The rain never stopped in Vasra-7.


It streamed down glass towers like tears from a
sky too tired to hold itself together. The buildings
here weren’t just tall — they were hungry, jutting
up into the smog, devouring space. The streets
below were a labyrinth of concrete arteries, slick
with water and neon reflections, where people
moved like ghosts under the watchful gaze of
surveillance drones.
Down on Level 38, beneath the main sky lanes, a
figure stood in a doorway. Her face was hidden
under a hood made of reflective mesh, masking
her from the ever-present retinal scanners. The
city’s rain drummed softly on her shoulders as she
tapped her finger against a worn data tablet, the
screen flickering with incoming messages.
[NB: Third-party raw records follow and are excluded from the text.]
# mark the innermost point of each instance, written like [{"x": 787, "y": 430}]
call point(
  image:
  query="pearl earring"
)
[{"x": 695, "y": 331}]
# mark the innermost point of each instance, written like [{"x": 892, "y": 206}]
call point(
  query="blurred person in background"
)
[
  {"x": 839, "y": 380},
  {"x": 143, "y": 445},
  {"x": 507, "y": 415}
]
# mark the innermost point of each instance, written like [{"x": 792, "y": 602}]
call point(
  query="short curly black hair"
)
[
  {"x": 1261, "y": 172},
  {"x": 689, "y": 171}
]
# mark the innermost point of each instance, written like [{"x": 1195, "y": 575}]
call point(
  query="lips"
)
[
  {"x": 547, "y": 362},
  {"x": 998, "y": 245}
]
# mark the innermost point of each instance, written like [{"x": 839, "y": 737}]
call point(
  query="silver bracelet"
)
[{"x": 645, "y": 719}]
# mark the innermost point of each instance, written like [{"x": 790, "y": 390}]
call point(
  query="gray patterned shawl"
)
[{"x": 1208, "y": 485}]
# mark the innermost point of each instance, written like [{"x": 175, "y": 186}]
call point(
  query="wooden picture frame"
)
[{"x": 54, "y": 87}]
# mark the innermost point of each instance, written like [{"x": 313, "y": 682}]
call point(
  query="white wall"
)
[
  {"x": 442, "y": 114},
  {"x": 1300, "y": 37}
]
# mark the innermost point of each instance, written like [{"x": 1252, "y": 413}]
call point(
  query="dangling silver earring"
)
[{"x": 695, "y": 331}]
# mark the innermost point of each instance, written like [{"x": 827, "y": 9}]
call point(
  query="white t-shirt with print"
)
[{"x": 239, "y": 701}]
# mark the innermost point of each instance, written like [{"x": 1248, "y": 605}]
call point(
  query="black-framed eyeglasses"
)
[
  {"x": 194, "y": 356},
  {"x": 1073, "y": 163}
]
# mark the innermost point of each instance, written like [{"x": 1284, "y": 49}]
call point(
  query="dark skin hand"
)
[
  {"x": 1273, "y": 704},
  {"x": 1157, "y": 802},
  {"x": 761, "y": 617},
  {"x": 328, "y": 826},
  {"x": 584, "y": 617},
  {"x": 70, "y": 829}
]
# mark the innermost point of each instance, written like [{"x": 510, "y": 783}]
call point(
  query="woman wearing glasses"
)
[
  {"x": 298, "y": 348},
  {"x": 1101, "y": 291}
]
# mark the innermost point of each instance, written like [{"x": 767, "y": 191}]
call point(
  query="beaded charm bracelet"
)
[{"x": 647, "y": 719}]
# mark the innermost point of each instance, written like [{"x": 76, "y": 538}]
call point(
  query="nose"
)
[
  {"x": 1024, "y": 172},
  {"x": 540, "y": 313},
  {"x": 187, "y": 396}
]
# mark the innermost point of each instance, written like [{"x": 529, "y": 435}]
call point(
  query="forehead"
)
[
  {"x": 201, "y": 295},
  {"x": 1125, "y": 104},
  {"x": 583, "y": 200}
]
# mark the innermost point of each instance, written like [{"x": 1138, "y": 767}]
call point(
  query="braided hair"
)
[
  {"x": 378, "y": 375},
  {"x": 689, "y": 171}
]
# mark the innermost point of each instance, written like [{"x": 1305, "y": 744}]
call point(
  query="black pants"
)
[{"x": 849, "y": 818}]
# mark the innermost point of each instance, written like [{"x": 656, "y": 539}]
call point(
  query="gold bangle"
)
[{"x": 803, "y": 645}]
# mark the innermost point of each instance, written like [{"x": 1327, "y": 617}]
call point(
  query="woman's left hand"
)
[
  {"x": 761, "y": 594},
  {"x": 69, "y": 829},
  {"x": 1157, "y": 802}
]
WE HAVE HER LOCATION. BEACON ACTIVE.
The message made her stomach tighten. She had
been looking for Iri for six months — ever since
the system flagged her as “extracted.” No one
knew exactly what that meant, but the people
who were extracted rarely came back. When they
did, they were different. Their eyes were too still.
Their memories were rearranged like shuffled
cards, edges bent and faces smeared. They didn’t
recognize family, friends, or even themselves.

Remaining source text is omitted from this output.